Nearly eights ago, I talked about changing a line in the Canadian national anthem.  You can see the post here.  I was against the idea because I saw no point.  As well I thought Stephen Harper was wasting taxpayers money studying the idea.  According to some research, I mistakenly attributed it to Harper, but it was then Governor General Michaëlle Jean who announced a plan in her speech from the throne to have Parliament review the “original gender-neutral wording of the national anthem.”

While doing some research, I found out that the original French version has always remained gender neutral.  It was written and released over 130 years ago in 1880 by Sir Adolphe-Basile Routhier and and composer Calixa Lavallée and originally entitled "Chant National."  Even the versions by Thomas B. Richardson, Mercy E. Powell McCulloch; Wilfred Campbell, Augustus Bridle, and Ewing Buchan; Robert Stanley Weir, and the other versions written were all gender-neutral.

The version by Weir; a lawyer, recorder, and later a judge wrote his version in 1908.  It was written to commemorate the 300th anniversary of Quebec City.  In 1913, 1914, and 1916; changes were made to the song.  Nobody knows why it was changed to a non-gender neutral version as there is no evidence.  I came across an editorial published on National Post's website in 2016 and penned by Robert Cushman.  You can see it here.  Cushman breaks down the "in all thy sons command" line of the anthem.  He theorizes that Weir made the revision to be with the times.
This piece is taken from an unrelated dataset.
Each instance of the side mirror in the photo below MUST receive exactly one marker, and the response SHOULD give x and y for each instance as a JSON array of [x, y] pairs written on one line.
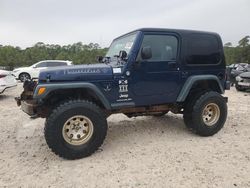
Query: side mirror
[[123, 54], [146, 52], [99, 59]]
Thinking about it, why would you need to change it?  Theories aside, was there a point to doing so?  We'll never know as again, there is no evidence to why the change was made.

Even though Weir's version became the official anthem in 1980 as it was widely sung as the main anthem.  After 1939, it became one of the two defacto anthems alongside "God Save the Queen."  It was done so because it was sung in French Canada and the music was heard everywhere else that was English in Canada.

Why has it taken over 110 years to change it back?  But why did it take at 35-40 years for discussion on the discriminatory aspects to start taking place?  According to what I've researched, this discussion came about in the 1950s.  Basically we've had this discussion for at least 60 years.

When Jean announced the review on March 3rd, the public sentiment, myself included, was strongly against changing it back, that two days later they dropped it.  Ironically, my post was two days later.  My ignorance attributed the proposed review to Harper.  I usually try to be thorough and correct with my information.  But even I have moments of slipping up.  Looking back, I feel bad for her.

It has been said that things can change over time.  It is true as I'm okay with the change.  Reverting back to the original words is not such a bad thing.  People have been trying for decades to get it changed back.  Many politicians have tried to introduce similar bills in the past with no such luck.  But with a lot of things, people complain.  Senator Denise Batters is one of them.  Here is her tweet with said complaining.

Here is an awesome response to her that I couldn't have said better myself.


Why does there need to be any discussion?  If you actually look at the original words of any versions including Weir's unrevised original version, you'd know it is gender-neutral.  French Canada, Quebec specifically, is the butt of a lot jokes, but they got this right.  Yes, I again admit I was against changing it the last time it was brought up.  People can change their stance over time.  That's exactly what I did.  If you don't like that's it has been reverted back than too bad.

I get that it will take time to get used to as singing "in all thy sons command" is out of habit.  But if Weir's version that became the official anthem in 1980 wasn't revised than we wouldn't have had at least 60 years of discussions.  This post wouldn't exist.  But the fact is it was.

If you are bitching about parliamentary procedure not happening.  Get over it.  If you're bitching about the fact it's been reverted.  Get over it.  Think about this.  The gender-neutral versions were written during a time when laws were limiting for women.  Revising Weir's gender-neutral version to be gender-specific could be seen as a step back.  Reverting could be seen as the only way to continue to progress forward.